Question

Jill is studying the weights of adult dogs and takes a random sample from 3 populations. Jill wants to know if the 3 breeds of dogs all hae the same population mean weight. She takes a random sample from each population and will do an ANOVA test

Bulldogs { 54, 58, 44, 46, 62, 60 }

Greyhounds { 68, 59, 65, 47, 71, 62 }

Keeshonds { 64, 58, 66, 52, 50 }

a.)What is Bob’s null and alternative hypothesis?

b.)Find the sample size, sample mean, and sample variance of all three samples.

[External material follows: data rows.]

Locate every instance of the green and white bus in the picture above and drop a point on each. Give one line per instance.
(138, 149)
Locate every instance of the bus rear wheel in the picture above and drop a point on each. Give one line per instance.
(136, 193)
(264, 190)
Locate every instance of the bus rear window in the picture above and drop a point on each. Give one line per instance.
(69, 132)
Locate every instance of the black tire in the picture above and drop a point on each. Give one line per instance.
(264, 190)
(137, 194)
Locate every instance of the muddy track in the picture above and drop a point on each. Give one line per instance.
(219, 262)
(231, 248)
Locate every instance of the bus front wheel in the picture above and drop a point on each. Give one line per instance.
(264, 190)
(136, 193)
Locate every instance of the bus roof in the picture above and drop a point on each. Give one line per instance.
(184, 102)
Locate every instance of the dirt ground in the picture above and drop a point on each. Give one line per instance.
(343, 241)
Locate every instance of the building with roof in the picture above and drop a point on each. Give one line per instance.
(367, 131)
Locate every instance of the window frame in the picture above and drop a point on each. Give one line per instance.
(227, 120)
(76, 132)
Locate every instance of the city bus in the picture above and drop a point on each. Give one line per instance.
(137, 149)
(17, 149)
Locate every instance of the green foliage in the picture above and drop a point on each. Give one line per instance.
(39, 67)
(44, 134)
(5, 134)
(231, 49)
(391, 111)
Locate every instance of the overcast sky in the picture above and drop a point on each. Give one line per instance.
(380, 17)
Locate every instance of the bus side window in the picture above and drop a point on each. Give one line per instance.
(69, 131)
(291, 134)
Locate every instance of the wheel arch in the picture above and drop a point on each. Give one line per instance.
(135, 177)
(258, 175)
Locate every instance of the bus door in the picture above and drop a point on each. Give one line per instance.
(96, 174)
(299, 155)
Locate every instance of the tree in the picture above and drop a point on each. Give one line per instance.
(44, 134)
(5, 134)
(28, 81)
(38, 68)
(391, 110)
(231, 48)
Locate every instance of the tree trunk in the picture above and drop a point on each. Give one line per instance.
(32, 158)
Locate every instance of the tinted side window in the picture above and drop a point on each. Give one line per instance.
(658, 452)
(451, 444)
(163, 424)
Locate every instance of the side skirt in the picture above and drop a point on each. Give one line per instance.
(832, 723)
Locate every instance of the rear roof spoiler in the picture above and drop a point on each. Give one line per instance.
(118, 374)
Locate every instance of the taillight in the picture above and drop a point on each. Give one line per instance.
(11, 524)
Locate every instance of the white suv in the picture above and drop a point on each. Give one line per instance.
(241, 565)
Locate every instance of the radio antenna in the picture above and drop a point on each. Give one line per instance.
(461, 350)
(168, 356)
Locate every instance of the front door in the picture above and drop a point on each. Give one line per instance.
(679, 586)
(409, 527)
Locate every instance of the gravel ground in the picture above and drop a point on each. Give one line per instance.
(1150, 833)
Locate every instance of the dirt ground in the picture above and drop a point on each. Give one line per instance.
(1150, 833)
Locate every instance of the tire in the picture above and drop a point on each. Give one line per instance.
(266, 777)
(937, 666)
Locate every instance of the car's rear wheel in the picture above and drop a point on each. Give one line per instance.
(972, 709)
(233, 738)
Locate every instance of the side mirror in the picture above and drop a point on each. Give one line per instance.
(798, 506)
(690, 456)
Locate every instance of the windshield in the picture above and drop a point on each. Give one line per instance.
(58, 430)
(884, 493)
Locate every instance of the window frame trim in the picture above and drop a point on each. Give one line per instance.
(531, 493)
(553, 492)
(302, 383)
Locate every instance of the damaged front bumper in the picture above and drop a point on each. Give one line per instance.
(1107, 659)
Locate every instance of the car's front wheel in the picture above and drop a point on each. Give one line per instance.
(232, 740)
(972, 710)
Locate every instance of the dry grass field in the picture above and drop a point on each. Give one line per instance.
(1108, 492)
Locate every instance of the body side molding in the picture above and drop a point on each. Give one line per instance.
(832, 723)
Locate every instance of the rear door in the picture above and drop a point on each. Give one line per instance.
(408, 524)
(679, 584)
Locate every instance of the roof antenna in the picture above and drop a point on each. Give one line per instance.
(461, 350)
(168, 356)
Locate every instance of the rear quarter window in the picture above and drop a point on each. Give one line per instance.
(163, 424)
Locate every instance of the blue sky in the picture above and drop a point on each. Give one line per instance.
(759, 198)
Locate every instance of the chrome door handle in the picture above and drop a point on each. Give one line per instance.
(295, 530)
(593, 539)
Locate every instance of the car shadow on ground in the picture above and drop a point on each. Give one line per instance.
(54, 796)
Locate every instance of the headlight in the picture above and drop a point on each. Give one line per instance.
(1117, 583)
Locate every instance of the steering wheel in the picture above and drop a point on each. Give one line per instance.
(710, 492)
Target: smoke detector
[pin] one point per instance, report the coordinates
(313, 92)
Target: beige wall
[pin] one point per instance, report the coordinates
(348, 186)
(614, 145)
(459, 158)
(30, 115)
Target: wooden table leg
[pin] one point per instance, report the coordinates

c.) Find the over all sample mean

d.) Find SSA, SSE, MSA, MSE, test statisitc F. Draw ANOVA table

e.) Draw a picture of the rejection region ( alpha=0.5) on the appropriate curve and identify the critical value

f.)whats Jills conclusion

g.) what assumptions, if any, were required to complete this hypothesis test

Answer 1

a)

Ho: µ1=µ2=µ3
H1: not all means are equal

b)

treatment	A	B	C
count, ni =	6	6	5
mean , x̅ i =	54.000	62.00	58.000
std. dev., si =	7.483	8.485	7.071
sample variances, si^2 =	56.000	72.000	50.000

c) grand mean , x̅̅ =    Σni*x̅i/Σni =                 58.00

d)

treatment	A	B	C
SS(between)= SSB = Σn( x̅ - x̅̅)² =	96.000	96.000	0.000		192
SS(within ) = SSW = Σ(n-1)s² =	280.000	360.000	200.000		840.0000

SSA=192

SSE=840

mean square between groups , MSA = SSA/k-1 =    96.0000
  
mean square within groups , MSE = SSE/N-k =    60.0000

F-stat = MSA/MSE =    1.6000

anova table
	SS	df	MS	F	p-value	F-critical
Between:	192.000	2	96.000	1.600	0.2367	3.739
Within:	840.000	14	60.000
Total:	1032.000	16
					α =	0.05

e) critical value = 3.739

Decision: reject Ho

f)

three assumptions for ANOVA analysis, namely, independence, equal variance, and normality.